"Why do good people do bad things?" need not remain a rhetorical question, thanks to a PhD dissertation by Christopher McLaverty at the University of Pennsylvania.
McLaverty interviewed 30 senior executives in India, Colombia, Saudi Arabia, the U.S., and the U.K. about ethical dilemmas they faced at work. His dissertation obviously doesn't pretend to be the last word on the subject, but it makes an important contribution to understanding it in a real-world context.
Among the author's findings:
The executives interviewed reported facing more than 50 ethical dilemmas over the last five years. (An ethical dilemma was defined as “a complex situation that often involves an apparent mental conflict between moral imperatives, in which to obey one would result in transgressing another.”)

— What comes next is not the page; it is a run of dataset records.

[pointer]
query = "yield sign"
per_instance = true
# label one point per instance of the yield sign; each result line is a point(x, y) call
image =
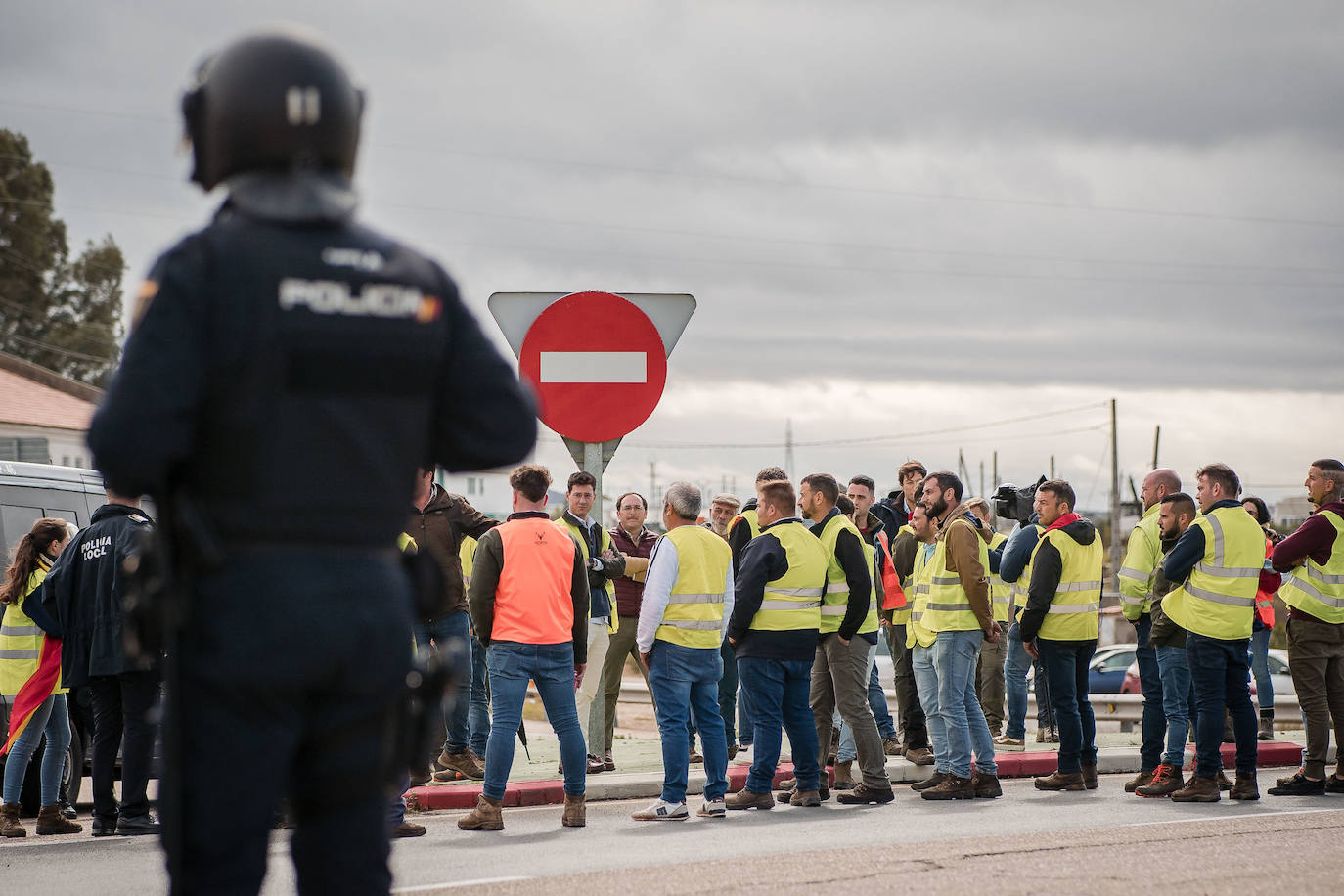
point(597, 360)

Few (16%) of the dilemmas involved headline-making issues like bribery, corruption, or anti-competitive behavior. More often, they resulted from competing interests, incentives tied to unrealistic goals, trade-offs between people and resources, and cross-cultural differences.
Codes of conduct, regulations, and laws weren’t particularly helpful in managing ethical dilemmas. In fact, only a minority (29%) of senior leaders consulted their compliance officers in figuring out what to do. Even fewer executives (13%) said they had received training in making ethical decisions, even though 75% of their companies claimed to offer it.
Many senior executives felt poorly prepared for the dilemmas they faced and they made decisions they later regretted.